Hi Bob, congratulations! I'm pretty sure this was a pretty huge amount of paper and programming work to reach this point :) My general question is how is this code contribution supposed to work together with the current ARM ports in the OpenJDK. Currently we have a full-blown, supported arm64 bit port in the jdk9 main-line (contributed and maintained by RedHat). The aarch32 project has a full-blown implementation for arm32 for jdk8u contributed by Azul. Is your new port intended to live and be maintained alongside these already available ports? Where does your port differ from the available ports in terms of functionality and performance? Is Oracle committed to support the new ports? And finally, do you expect to integrate these port into JDK 9 mainline? Thanks a lot and best regards, Volker On Wed, Sep 28, 2016 at 4:07 PM, Bob Vandette <bob.vandette@oracle.com> wrote:
I’m am please to announce that I have completed our internal reviews and can now open up the sources to our ARM 32 & 64 bit implementations of JDK9.

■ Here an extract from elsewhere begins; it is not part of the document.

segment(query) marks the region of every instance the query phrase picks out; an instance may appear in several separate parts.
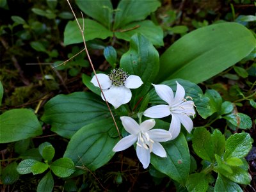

Here is a webrev that includes a patch that can be applied on top of the (http://hg.openjdk.java.net/aarch32-port/jdk9-arm3264/ <http://hg.openjdk.java.net/aarch32-port/jdk9-arm3264/>) forest.
http://cr.openjdk.java.net/~bobv/arm3264/webrev <http://cr.openjdk.java.net/~bobv/arm3264/webrev>
Notes:
1. Counter to my initial email announcing the open sourcing effort, the pregenerated interpreter is not included in the provided patch. AOT is our long term solution for increased performance on Mobile and it was decided that we do not want to support the static interpreter beyond JDK 8.
2. In order to allow building the two different 64-bit ARM sources, I overloaded a new configure option —abi-profile to allow for the selection of the Oracle 64-bit ARM port. We need a better solution before this support can be integrated into the mainline. To use the Oracle sources for an aarch64 build, select —abi-profile=arm64.
3. The scripts provided below allows for the creation of the minimal, client and server VMs for the Oracle aarch64 build, however, the jvm.cfg file is not automatically updated during the build. To run a non server VM, this file will need to be updated.
4. In order to make it easier to keep the new open sources up to date with their closed counterparts in jdk9, I have added a comment in hotspot/src/cpu/arm/vm/vm_version_ext_arm.hpp which contains the mercurial revision that I last merged with. This will make it easier to produce patches to bring the new open files up to the latest version.
/* ARM sources Merged up to hotspot/src/closed changeset 2316:b247a2ea70e4 */
Build Scripts:
Here are a set of scripts that demonstrate how to build the three ARM configurations. We typically cross compile our ARM builds so these scripts will have to be adjusted in order to build natively on an ARM system.
http://cr.openjdk.java.net/~bobv/arm3264/scripts/ <http://cr.openjdk.java.net/~bobv/arm3264/scripts/>
aarch64.csh Builds the current open version of aarch64 binaries arm64.csh Builds the Oracle aarch64 binaries arm.csh Builds 32-bit ARM binaries
My next step is to push this changeset into the jdk9-arm3264 forest assuming I achieve committer status for the aarch32 project this week.